Aus diesem Widerspruch gewerkschaftlicher Arbeit, der vernünftigerweise als Argument gegen die Lohnarbeit gereichen kann, wird im Falle des verbotenen Streiks der Lokführer noch ein nicht nur moralisches, sowieso auf Legitimität bedachtes, sondern von vorn herein justiziables Gebot. Das Gebot lautet, ökonomische Interessen nicht in die Klemme zu bringen, sondern dem staatlich sanktionierten, tarifpolitischen Arrangement mit diesen Interessen ausführliche Komplimenten entgegen zu bringen. Das Einverständnis ins Lohnarbeitsverhältnis, das klar entscheidet, wer die Kosten der Freiheit trägt, ist im Streikrecht damit vorausgesetzt und bewahrt davor, mit der Geschäftswelt allzu hart – und vielleicht auch einmal praktisch – ins Gericht zu gehen.
Umgekehrt: nur solche Forderungen sind angesagt, die nicht von denen von Wirtschaft und Nation abweichen und die nicht drohen, eine Abweichung – z.B. durch einen tatsächlich erfolgreichen Streik – zu produzieren. Im Zweifelsfall sind also statt der ökonomischen die eigenen Interessen durchzustreichen. Wie das praktisch funktioniert, weiß jeder anständige, nationalistische Demokrat und damit auch fast jeder Proletarier, den statt der nächsten Lohn-, Hartz IV- und BAföG-Kürzung im Einklang mit der Presse und Politik nur Sorgen um die deutsche und europäische Volkswirtschaft plagen. Es wundert daher nicht: Parteigänger dieser Gesellschaft zu sein ist die Grundbedingung einer gewerkschaftlichen Arbeit, die sich mit Erfolgen in ihrem konformen Unterfangen brüsten kann: Bescheidenheit.
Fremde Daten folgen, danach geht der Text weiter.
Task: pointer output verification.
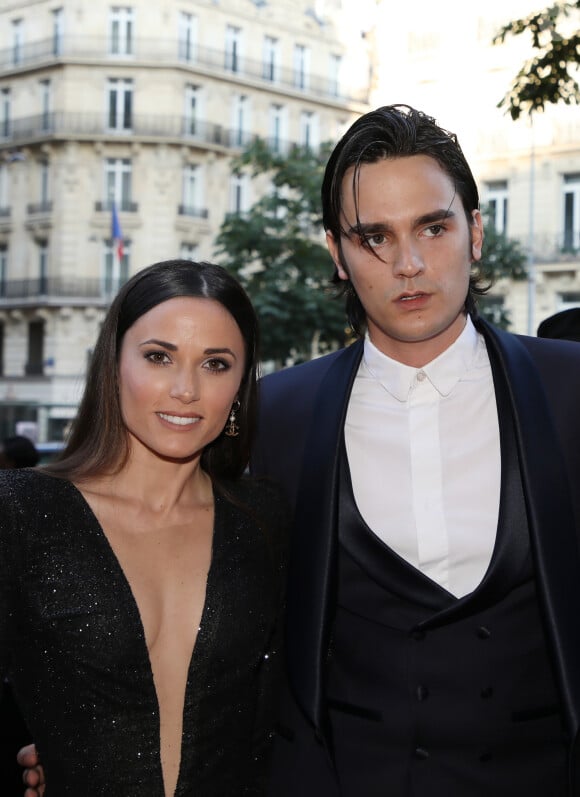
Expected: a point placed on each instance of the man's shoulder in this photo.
(307, 371)
(537, 348)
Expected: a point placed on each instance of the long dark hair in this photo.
(394, 131)
(98, 442)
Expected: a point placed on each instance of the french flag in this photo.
(116, 234)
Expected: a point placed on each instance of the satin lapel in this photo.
(553, 533)
(313, 556)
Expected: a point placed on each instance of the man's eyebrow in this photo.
(435, 215)
(363, 230)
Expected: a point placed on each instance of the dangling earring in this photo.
(232, 428)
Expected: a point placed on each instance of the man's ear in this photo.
(334, 250)
(476, 229)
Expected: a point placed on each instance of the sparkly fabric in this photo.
(72, 642)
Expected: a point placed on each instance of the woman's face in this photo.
(180, 369)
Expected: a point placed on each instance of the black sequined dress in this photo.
(73, 646)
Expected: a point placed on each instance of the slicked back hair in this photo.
(393, 131)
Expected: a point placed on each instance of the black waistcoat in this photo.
(434, 695)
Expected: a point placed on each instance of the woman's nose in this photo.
(185, 388)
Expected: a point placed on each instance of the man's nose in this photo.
(408, 261)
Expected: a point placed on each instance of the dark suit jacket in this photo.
(300, 431)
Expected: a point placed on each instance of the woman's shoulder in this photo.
(28, 484)
(259, 494)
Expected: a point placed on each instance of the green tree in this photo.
(549, 75)
(277, 251)
(502, 257)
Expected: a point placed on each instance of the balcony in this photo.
(54, 291)
(124, 206)
(193, 212)
(172, 53)
(63, 125)
(39, 208)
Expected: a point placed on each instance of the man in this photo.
(434, 596)
(564, 325)
(433, 641)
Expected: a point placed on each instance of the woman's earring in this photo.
(232, 428)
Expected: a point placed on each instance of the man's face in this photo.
(414, 282)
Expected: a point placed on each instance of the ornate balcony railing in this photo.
(173, 52)
(56, 289)
(189, 210)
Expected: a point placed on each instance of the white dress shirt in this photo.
(424, 456)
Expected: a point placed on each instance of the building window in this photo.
(44, 185)
(5, 113)
(240, 120)
(233, 48)
(57, 30)
(309, 136)
(118, 183)
(191, 191)
(17, 37)
(334, 74)
(239, 193)
(270, 69)
(493, 308)
(4, 191)
(3, 269)
(120, 105)
(121, 31)
(35, 359)
(45, 104)
(187, 36)
(189, 252)
(115, 268)
(301, 66)
(42, 249)
(568, 300)
(497, 204)
(276, 128)
(192, 109)
(571, 237)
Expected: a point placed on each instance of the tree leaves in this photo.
(277, 251)
(547, 77)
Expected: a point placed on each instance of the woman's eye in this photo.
(217, 365)
(157, 357)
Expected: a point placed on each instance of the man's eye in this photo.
(434, 230)
(375, 240)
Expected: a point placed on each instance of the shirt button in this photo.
(422, 693)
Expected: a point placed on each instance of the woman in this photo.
(142, 576)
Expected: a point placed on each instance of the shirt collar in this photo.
(444, 372)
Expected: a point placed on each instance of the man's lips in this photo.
(408, 298)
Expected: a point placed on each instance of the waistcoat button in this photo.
(422, 693)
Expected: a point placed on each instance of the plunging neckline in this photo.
(207, 623)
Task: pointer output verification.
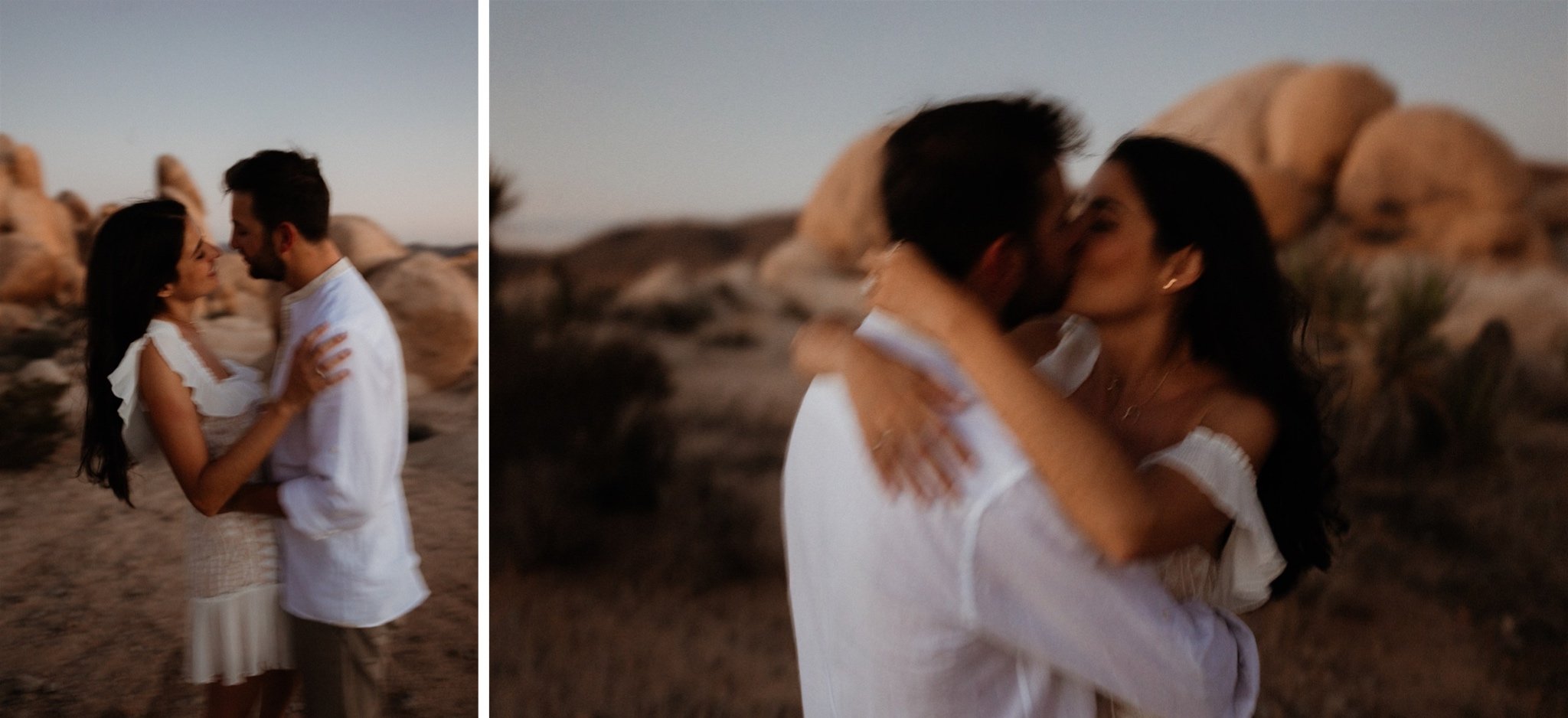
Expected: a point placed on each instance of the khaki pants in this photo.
(344, 670)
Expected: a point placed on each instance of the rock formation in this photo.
(1227, 116)
(364, 242)
(435, 309)
(1435, 181)
(38, 246)
(1316, 113)
(1283, 126)
(844, 218)
(176, 184)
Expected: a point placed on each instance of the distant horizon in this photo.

3. Was begehrt ein Klassenkampf?
Einem Klassenkampf, dem es nicht um den Erhalt von Arbeitsplätzen, sondern um eine Änderung der materiellen Stellung im Produktionsprozess zu tun ist, der also früher oder später darauf stoßen könnte, dass er diese Stellung sowieso nur erreichen und auf Dauer stellen kann, indem die Ökonomie dem Zweck, die eigenen Bedürfnisse zu befriedigen, untergeordnet wird; indem er dabei ganz bewusst eine „Begehrlichkeit“ gegen die staatliche Herrschaft und das aufgeherrschte Eigentum propagiert, ist damit wirksam vorgebeugt. Und der zwar zynische, aber wirklich gerechte Lohn für so viel Mitmachen ist, dass sich niemand beispielsweise über verspätete Züge ärgern muss. Die Gewerkschaften haben diese Logik nicht einfach durchschaut, sondern sie teilen sie voll und ganz und sie werben unter ihrer Klientel für ein Zurechtkommen mit den Verhältnissen und dem Gerichtsentscheid, der ihnen ihre Interessen verwehrt. Das ist beispielhaft für hiesige Verhältnisse: Das Ende vom Telekom-Streik war die „Erfolgsmeldung“ der Gewerkschaft, eine „einvernehmliche Einigung“ mit dem Arbeitgeber erzielt zu haben: weniger Lohn und mehr Arbeitszeit. Der Telekom-Konzern erreichte damit seine „Personalsparziele“ und die Angestellten dürfen sich über den Erhalt ihrer Arbeitsplätze freuen, deren Outsourcing in einigen Jahren dennoch ansteht.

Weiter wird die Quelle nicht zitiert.